What is the best way for a nation to educate its children? Amanda Ripley explores that question in The Smartest Kids in the World: And How They Got That Way. The author looks at education systems in four countries – America, South Korea, Poland and Finland. The book is not just full of facts and statistics; it is full of personal stories from children, parents, educators and school staff on how the different education systems work. The book follows three American high school students who participate in exchange programs with Finland, South Korea and Poland – all countries that score high on the PISA, an assessment used to compare education systems worldwide. It tests 15-year-olds every three years.
Set a mere 19 years in the future, American Omens brings to life an America where Christianity is considered a hateful thing and is slowly being outlawed and made illegal. Books are censored, churches are monitored and people who proselytize disappear. It is also a world where everyone has a SNYAPSYS implanted that connects him or her to each other and information. Yet, some people manage to live off the grid and start an underground revolution to warn people about their lack of freedoms and need for salvation. Cheyenne Burne knows nothing about the revolution until her father, who disappeared for believing, contacts her to ask for her help in their mission.
Most of us deal with people every day from our immediate families to coworkers to people we encounter in stores, restaurants and on the phone. Interacting with people can be easy – sometimes; but it’s often hard, especially when you’re disagreeing or trying to get someone’s attention. How to Win Friends and Influence People by Dale Carnegie is a how-to manual in how to both make friends and influence people to either listen to you or even come around to your point of view. The lessons in the book are applicable to marriages, parent-child relationships, work relationship and friendships.
In Where or When, a simple picture in a newspaper sets a man on a mission to reconnect with his high school camp sweetheart. Charles keeps his letters to Sian a secret from his wife, along with the secret that they are behind on their mortgage and he feels bored with the life they created with their two children. Sian also keeps their correspondence secret on her end from a husband who is more in love with their land than her – or at least that’s the way it seems to her. They decide to meet and a spark is felt. Is the risk of losing everything worth finding love?
In Party Girl, Landon Brinkley is set on becoming one of the best party planners in LA, so she leaves her home and family in Texas to start her own life in California. She has an internship working for the most famous planner – Selah, where she hopes to learn all the tricks of the trade and work her way up the ladder. She quickly finds that Selah is not a nice person and the hours of the internship are very long and thankless. She finds help in two friends – her roommate and a coworker.

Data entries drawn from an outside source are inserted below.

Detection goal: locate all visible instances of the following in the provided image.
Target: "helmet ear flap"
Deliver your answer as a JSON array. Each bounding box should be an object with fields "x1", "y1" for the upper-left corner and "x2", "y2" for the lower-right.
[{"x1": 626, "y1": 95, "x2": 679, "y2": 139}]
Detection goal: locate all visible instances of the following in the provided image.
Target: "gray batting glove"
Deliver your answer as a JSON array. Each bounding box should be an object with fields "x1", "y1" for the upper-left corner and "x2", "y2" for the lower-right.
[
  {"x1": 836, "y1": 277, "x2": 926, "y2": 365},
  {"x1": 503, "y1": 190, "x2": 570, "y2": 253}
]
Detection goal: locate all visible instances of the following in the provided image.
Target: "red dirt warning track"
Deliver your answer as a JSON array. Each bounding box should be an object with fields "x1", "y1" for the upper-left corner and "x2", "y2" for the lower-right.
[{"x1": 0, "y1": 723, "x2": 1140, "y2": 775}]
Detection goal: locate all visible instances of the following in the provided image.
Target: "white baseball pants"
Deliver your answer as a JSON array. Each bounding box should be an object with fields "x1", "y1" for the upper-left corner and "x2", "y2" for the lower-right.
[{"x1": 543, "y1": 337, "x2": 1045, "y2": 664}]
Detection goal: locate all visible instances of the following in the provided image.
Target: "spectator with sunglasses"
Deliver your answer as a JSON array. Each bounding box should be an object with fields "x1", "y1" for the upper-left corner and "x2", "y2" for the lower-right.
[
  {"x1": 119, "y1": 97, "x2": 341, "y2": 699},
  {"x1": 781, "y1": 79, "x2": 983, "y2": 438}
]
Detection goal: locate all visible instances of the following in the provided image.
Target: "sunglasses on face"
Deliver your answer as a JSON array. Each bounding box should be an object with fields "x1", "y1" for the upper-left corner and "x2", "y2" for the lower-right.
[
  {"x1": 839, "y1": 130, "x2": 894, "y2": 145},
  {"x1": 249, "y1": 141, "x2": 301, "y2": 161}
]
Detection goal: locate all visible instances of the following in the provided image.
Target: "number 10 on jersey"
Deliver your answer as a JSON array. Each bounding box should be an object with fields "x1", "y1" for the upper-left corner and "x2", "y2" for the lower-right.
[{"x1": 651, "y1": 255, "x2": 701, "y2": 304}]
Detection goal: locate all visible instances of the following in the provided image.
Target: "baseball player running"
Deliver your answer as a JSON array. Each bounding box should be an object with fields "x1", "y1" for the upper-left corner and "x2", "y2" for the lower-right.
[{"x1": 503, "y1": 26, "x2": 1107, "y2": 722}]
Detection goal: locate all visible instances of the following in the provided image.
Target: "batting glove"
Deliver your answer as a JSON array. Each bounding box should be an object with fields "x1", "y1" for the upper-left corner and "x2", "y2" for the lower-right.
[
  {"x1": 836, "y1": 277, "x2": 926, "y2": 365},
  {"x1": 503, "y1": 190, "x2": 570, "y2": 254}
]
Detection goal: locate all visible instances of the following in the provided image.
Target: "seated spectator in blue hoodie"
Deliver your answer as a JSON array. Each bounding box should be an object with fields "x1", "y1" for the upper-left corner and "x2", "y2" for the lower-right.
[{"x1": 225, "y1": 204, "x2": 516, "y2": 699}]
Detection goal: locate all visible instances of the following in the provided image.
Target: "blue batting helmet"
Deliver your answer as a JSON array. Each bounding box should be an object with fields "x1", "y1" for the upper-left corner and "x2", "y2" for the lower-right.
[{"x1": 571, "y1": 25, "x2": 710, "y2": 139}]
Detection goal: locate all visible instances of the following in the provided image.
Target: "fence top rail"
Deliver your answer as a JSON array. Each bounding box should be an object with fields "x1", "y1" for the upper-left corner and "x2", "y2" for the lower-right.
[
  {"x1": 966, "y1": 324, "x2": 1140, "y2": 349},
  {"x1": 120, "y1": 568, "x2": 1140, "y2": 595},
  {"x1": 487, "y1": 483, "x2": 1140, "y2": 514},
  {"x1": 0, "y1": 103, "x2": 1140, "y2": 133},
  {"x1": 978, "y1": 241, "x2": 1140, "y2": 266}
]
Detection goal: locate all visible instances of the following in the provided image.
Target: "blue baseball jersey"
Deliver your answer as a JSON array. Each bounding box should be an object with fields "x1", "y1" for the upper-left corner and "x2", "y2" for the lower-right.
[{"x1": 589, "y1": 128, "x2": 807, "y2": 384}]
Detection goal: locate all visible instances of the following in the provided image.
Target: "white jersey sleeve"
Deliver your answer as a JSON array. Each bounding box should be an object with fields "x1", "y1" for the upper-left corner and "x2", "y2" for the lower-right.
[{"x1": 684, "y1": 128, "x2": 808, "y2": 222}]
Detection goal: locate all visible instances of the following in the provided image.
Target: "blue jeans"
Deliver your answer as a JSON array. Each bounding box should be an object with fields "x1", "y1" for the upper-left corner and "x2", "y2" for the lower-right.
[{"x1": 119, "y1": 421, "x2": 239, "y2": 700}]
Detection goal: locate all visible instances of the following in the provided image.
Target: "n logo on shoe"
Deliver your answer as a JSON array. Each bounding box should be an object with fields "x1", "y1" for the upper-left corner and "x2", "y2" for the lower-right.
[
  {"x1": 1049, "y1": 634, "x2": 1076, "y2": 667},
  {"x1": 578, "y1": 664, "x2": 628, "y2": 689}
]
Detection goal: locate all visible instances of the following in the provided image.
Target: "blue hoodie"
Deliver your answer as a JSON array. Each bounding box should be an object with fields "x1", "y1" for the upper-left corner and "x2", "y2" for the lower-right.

However, as she spends more time close to Selah, she begins to change and it might not be for the better.
In Educated, Tara Westover lives in the mountains of Idaho and grows up in a family where shame and violence rule. Her father has mood swings and is probably bipolar, but sees himself as a messenger from God who keeps his family in line with the strictest Mormon rules. His children are homeschooled, but mainly spend their days helping him in the junkyard or building sheds and barns. A few of her older siblings try to leave for college and while they move away, the ties that bind this family together are very strong – they are the only ones who understand life as a Westover. Tara learns exactly how strong these bonds are as she prepares to leave and study at Brigham Young University.
In Anthem, a young man finds himself out of place in his world. He cannot stop thinking individual thoughts when he is only supposed to agree with the collective “we.” His name is Equality 7-2521 and everyone in his world has similar names – an ideal word and a number. Children are removed from their mothers right after birth, raised by the government, sent to school and then given jobs by a panel. No one can question anything, but must work for the common good. Yet, when Equality 7-2521 realizes he has a desire for a thinking job and is given a manual job, he can’t stop his ideas from inspiring his free will.